26 Novembro 2025
Textos do Objetivo Global de Adaptação, dos Planos Nacionais de Adaptação e do “Mutirão” avançam para uma nova arquitetura de regras e indicadores, mas deixam em aberto como garantir financiamento suficiente para tirar do papel as metas dos países mais vulneráveis.
A reportagem é de Meghie Rodrigues, publicada por InfoAmazonia, 25-11-2025.
A 30ª Conferência das Nações Unidas sobre Mudanças Climáticas (COP30) deixou claro que a adaptação — ou a adoção de estratégias para diminuir os impactos da mudança climática — entrou de vez na agenda das negociações.
O Objetivo Global de Adaptação (Global Goal on Adaptation, GGA), previsto no Artigo 7 do Acordo de Paris, busca definir indicadores para medir o progresso e orientar ações de resposta.

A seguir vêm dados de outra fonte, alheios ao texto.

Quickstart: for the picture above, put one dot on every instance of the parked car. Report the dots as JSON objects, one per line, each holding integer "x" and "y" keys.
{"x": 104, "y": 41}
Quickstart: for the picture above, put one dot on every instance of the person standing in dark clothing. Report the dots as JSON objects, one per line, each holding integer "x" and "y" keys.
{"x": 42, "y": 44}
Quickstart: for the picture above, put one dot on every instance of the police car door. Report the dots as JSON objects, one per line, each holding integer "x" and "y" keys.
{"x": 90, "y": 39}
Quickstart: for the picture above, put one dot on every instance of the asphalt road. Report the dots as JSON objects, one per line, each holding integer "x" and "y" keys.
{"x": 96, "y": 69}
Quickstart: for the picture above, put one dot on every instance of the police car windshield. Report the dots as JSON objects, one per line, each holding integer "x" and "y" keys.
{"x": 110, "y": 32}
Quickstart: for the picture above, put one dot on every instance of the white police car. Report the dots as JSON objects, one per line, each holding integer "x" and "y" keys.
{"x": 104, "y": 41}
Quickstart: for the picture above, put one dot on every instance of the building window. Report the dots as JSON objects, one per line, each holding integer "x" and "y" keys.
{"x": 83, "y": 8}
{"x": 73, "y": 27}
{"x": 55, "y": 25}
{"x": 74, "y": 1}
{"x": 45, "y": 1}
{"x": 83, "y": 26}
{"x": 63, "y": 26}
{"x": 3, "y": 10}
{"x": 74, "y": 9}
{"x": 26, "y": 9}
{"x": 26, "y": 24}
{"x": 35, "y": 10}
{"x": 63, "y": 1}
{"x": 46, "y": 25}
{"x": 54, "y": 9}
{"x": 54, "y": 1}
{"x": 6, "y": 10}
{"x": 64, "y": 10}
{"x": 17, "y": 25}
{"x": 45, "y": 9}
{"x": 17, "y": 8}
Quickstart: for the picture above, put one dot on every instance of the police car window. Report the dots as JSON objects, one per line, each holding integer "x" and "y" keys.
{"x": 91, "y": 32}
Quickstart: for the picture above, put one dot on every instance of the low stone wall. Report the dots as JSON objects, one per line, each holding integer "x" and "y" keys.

Junto com os Planos Nacionais de Adaptação (ou National Adaptation Plans, NAPs) e o texto final do “Mutirão”, deu o tom das discussões, criando uma arquitetura de negociação mais clara — ainda que insuficiente para responder a todos os problemas enfrentados pelos países mais vulneráveis.
Esses três textos foram discutidos e deixaram um recado claro: ao menos no que diz respeito à adaptação às mudanças do clima, a intenção é medir o sucesso da implementação sem punir quem, no futuro, não conseguir cumprir as metas; avançar nos indicadores sem criar condicionalidades e, sobretudo, tentar destravar o gargalo do financiamento.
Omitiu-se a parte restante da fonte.